Beefy Boxes and Bandwidth Generously Provided by pair Networks
Problems? Is your data what you think it is?

comment on

( #3333=superdoc: print w/replies, xml ) Need Help??

This is an interesting problem, and how you tackle it depends on your requirements. The main consideration is do you just need to do 1 to 1 comparisons or is it a 1 to many or even many to many problem. The one to one, or one to many can be solved with brute force so I won't bother discussing them. Many to many gets interesting due to the impossibility of comparing each file to every other file which is O(n!).

Probably the most research on this problem has been done in the context of Web pages and near duplicate pages, the logic is however applicable to any byte stream. Keywords for your Google search are qw( Broder Rabin Fingerprint Shingle Large Collection ) or some such. Here are a couple of good links:
On the resemblance and containment of documents - Andrei Z Broder (PDF)

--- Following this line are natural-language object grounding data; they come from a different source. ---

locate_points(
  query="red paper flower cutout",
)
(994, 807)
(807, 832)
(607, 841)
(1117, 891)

The basic approach is quite simple. We wish to store the 'essence' of our document/image in such a way that we can compare future documents with it. To do so we make a sketch. We do this as follows:

I am a document containing some logical chunks ..... SHINGLE IT LIKE THIS I am a document am a document containing a document containing some document containing some logical containing some logical chunks ..... HASH THE SHINGES 1ba00000 f8840000 e19a0000 c6ca0000 82ce0000 ..... SORT THE SHINGLES SUCH THAT ..... WE CAN TAKE A PSEUDORANDOM SELECTION OF THEM, SAY THE FIRST N ~ +20 1ba00000 <-- lets take this first one 82ce0000 <-- and this next one c6ca0000 <-- and this one, but discard rest..... e19a0000 f8840000 .....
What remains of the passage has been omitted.